Features
Features of postalveolar clicks:
- The basic articulation may be voiced, nasal, aspirated, glottalized, etc.
- The forward place of articulation is alveolar or postalveolar, depending on the language, and apical, which means it is articulated with the tip of the tongue against the alveolar ridge or the roof of the mouth behind the alveolar ridge. (Damin contrasted these two articulations as separate phonemes.) The release is a sharp, plosive sound in southern Africa, but in Hadza and Sandawe they are frequently flapped, with the underside of the tip of the tongue striking the floor of the mouth after the release of the click; in some cases, the release is rather faint, and it is this sub-apical percussive sound that dominates.

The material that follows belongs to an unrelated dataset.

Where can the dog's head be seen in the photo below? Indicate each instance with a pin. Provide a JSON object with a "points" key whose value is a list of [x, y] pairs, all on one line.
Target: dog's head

- Clicks may be oral or nasal, which means that the airflow is either restricted to the mouth, or passes through the nose as well.
- They are central consonants, which means they are produced by releasing the airstream at the center of the tongue, rather than at the sides.
- The airstream mechanism is lingual ingressive (aka velaric ingressive), which means a pocket of air trapped between two closures is rarefied by a "sucking" action of the tongue, rather than being moved by the glottis or the lungs/diaphragm. The release of the forward closure produces the 'click' sound. Voiced and nasal clicks have a simultaneous pulmonic egressive airstream.